They are words that were once used to describe Chuck Daly and his style of managing his Bad Boys.

Saunders might have done all those aforementioned things this season as he guided the Pistons to a 64-18 record, but he is no Chuck Daly. And that’s not a bad thing.

Saunders seems to have a lot of “gee, whiz” about him. He is, compared to Daly, almost Perry Como-like in his relaxed state. He could coach in a cardigan sweater and not be out of place.

When Daly arrived in Detroit, he was an unknown – an old Ivy League guy who’d had one NBA shot, in Cleveland, and had a partial season record with the Cavaliers so miserable he probably wished it could be put into a time capsule and buried, struck from the NBA’s books entirely. He was 53 years old, and yet nothing he had accomplished in his basketball life excited the folks around here too much.

Flip Saunders was hired last summer with one basic charge: Don’t screw anything up. For the Pistons had had far more success in the previous two seasons than Saunders had managed in ten seasons coaching the Minnesota Timberwolves.


Flip "Perry Como" Saunders

And so Saunders is credited with taking the offensive shackles off Chauncey, Rip, and Tayshaun. Another group of hardcourt heroes with one-word names. He was, by all accounts, the perfect antidote to Larry Brown.

To say that Flip Saunders merely rolled the basketballs out in practice for 82 games and let the boys play would be far too simplistic and disrespectful. But he certainly didn’t have to do nearly as much in his first season in Detroit as Daly had to do in his.

In the recently completed series with the Cavaliers, whispers spread around town that Saunders was being outcoached by Cleveland’s Mike Brown. Never were those whispers louder than when the Pistons fell behind their inferior opponent in the series, 3-2. Suddenly, Saunders’ “hands-off” approach was being vilified as being too laissez-faire.

I was one who wondered whether Saunders had it in him to coach the Pistons out of the Cavaliers series.

“Now, when a little smothering might be in order, it's questionable whether Saunders -- especially in 36 hours -- can muster the guile needed for such a chore,” I wrote in my “Out of Bounds” blog in the wake of Game 5’s surprising loss.

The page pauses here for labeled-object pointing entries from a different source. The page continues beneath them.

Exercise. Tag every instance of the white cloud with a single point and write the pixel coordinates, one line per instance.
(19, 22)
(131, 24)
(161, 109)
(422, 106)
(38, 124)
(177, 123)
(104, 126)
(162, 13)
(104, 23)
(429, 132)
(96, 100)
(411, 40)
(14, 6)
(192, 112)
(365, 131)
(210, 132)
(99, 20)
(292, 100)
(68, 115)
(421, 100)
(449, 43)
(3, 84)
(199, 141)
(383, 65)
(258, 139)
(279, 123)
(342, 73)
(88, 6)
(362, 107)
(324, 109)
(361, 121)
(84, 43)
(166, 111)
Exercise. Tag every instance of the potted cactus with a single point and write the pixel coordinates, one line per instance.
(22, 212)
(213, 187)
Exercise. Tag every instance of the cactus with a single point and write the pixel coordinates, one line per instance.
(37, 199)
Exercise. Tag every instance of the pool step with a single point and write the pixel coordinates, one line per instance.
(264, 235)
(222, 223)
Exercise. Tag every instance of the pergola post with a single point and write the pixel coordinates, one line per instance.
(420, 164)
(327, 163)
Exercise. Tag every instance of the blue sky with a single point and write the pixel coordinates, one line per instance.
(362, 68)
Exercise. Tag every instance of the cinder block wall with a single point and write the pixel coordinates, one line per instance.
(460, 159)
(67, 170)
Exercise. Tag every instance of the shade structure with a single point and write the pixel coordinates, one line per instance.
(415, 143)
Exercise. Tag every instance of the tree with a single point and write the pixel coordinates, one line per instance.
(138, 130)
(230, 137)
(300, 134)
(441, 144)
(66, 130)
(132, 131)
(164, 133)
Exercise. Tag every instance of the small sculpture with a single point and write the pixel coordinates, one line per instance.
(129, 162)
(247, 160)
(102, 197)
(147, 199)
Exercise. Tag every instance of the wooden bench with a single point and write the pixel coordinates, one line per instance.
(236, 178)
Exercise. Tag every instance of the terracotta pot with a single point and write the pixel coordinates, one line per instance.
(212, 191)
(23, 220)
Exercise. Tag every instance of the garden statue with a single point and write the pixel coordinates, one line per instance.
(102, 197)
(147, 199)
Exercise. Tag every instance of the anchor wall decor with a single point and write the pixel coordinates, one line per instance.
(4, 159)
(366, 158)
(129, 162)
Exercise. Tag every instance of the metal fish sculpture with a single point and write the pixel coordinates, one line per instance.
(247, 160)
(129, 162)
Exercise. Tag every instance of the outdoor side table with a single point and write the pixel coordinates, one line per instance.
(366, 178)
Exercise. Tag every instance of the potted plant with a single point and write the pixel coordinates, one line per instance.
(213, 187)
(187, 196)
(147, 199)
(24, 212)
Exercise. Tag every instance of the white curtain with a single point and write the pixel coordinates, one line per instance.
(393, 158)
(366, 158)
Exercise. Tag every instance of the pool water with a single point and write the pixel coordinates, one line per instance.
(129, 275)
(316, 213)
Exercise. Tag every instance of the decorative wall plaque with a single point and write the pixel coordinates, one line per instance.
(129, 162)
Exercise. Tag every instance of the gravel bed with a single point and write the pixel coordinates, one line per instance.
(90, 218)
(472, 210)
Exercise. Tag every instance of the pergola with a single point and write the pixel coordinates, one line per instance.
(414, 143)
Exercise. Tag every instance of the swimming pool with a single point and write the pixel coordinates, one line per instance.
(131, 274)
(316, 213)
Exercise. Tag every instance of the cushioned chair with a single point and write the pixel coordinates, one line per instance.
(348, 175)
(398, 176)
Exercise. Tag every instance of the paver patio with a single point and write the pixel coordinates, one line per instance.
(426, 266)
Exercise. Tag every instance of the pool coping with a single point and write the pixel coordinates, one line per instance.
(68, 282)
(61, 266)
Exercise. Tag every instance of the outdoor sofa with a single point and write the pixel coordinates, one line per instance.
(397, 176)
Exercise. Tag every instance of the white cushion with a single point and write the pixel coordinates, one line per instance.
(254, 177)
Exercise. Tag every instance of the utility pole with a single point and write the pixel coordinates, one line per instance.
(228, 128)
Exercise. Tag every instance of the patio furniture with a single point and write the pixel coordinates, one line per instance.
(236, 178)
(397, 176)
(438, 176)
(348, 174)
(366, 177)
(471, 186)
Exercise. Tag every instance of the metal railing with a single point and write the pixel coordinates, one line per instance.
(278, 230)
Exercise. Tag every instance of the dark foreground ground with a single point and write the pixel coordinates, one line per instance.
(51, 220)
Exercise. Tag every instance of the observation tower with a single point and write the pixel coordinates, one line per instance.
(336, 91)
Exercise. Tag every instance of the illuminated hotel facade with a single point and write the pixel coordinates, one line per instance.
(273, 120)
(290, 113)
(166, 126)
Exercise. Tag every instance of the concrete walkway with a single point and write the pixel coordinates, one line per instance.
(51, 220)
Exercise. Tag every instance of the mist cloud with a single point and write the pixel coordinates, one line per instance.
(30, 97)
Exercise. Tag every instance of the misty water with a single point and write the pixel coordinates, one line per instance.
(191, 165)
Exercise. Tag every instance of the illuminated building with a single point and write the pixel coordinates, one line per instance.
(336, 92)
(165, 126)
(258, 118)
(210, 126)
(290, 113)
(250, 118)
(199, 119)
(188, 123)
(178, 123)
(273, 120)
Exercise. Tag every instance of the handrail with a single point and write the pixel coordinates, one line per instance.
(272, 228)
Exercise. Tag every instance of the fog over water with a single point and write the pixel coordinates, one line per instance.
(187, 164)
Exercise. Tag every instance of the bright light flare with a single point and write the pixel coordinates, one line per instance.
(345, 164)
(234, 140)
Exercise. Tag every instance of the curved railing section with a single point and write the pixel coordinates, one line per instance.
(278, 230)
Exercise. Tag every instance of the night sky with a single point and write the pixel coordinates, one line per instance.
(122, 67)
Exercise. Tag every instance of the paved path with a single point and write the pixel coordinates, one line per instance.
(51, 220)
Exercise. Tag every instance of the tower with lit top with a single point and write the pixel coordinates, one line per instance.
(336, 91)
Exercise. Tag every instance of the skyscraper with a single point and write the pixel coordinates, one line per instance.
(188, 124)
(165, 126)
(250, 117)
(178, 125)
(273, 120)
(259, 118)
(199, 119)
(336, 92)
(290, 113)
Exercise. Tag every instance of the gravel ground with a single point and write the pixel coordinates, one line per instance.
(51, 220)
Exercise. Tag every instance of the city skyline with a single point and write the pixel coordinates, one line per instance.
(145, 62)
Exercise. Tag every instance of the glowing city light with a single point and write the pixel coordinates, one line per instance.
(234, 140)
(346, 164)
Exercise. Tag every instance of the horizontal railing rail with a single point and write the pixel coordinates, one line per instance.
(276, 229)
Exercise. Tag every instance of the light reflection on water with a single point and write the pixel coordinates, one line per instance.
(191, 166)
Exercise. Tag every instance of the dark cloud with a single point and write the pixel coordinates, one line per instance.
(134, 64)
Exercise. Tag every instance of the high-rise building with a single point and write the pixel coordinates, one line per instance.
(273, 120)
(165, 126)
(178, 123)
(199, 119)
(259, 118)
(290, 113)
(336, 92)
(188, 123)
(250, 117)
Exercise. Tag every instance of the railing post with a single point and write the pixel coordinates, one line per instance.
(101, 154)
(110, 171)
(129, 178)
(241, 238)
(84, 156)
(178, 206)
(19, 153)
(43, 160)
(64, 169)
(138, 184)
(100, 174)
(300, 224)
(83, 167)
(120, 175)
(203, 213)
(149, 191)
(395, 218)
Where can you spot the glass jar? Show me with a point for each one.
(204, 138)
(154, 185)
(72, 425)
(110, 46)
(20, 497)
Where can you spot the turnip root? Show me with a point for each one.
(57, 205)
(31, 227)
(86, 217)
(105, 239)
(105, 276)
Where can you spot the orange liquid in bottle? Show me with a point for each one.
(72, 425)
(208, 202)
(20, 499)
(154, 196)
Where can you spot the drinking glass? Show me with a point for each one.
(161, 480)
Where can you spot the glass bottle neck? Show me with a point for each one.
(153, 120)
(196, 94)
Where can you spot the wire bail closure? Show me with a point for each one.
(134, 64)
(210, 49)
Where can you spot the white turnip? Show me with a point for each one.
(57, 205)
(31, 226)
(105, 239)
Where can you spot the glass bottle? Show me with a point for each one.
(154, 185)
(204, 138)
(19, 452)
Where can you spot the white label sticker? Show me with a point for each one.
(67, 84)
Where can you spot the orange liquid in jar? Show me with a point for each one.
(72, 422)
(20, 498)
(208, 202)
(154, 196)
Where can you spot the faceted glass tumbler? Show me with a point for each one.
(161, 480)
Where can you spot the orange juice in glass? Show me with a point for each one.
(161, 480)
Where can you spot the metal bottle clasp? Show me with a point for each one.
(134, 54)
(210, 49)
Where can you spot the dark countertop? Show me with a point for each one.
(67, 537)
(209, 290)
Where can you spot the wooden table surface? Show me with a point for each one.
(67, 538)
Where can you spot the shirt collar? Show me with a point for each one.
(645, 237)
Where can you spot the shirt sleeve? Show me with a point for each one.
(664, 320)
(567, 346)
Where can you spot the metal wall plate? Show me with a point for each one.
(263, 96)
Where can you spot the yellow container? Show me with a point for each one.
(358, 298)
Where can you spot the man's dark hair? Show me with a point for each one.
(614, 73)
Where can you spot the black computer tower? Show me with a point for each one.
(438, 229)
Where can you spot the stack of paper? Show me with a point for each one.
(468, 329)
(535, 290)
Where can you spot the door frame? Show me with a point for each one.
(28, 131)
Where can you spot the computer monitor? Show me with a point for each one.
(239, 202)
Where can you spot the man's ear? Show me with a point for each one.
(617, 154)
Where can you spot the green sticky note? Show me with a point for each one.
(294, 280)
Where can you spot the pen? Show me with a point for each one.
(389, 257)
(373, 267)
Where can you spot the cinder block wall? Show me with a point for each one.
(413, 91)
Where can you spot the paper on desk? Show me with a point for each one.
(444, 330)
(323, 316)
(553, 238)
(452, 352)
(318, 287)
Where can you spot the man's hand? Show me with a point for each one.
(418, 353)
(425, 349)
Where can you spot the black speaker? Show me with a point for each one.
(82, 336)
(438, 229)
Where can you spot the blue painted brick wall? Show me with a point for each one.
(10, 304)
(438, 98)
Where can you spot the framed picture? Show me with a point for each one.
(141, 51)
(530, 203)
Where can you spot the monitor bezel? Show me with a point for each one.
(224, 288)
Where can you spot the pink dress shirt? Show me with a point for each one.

You might ask how one can write when his hands are wringing. And, unfortunately, you do not write a blog in invisible ink.

Saunders did indeed have what it took to coach the Pistons out of the Cleveland paper bag. There were defensive adjustments made at halftime of Game 7 that sealed the deal – along with a heady insertion of Lindsey Hunter into the game late in the third quarter that helped balloon the Pistons’ lead from one to ten points awfully quickly.

The naysayers were out after Game 1 of the Eastern Conference Finals – a loss. They retreated a bit after Game 2 – a win.

But with Saunders, the glass is now half-full again.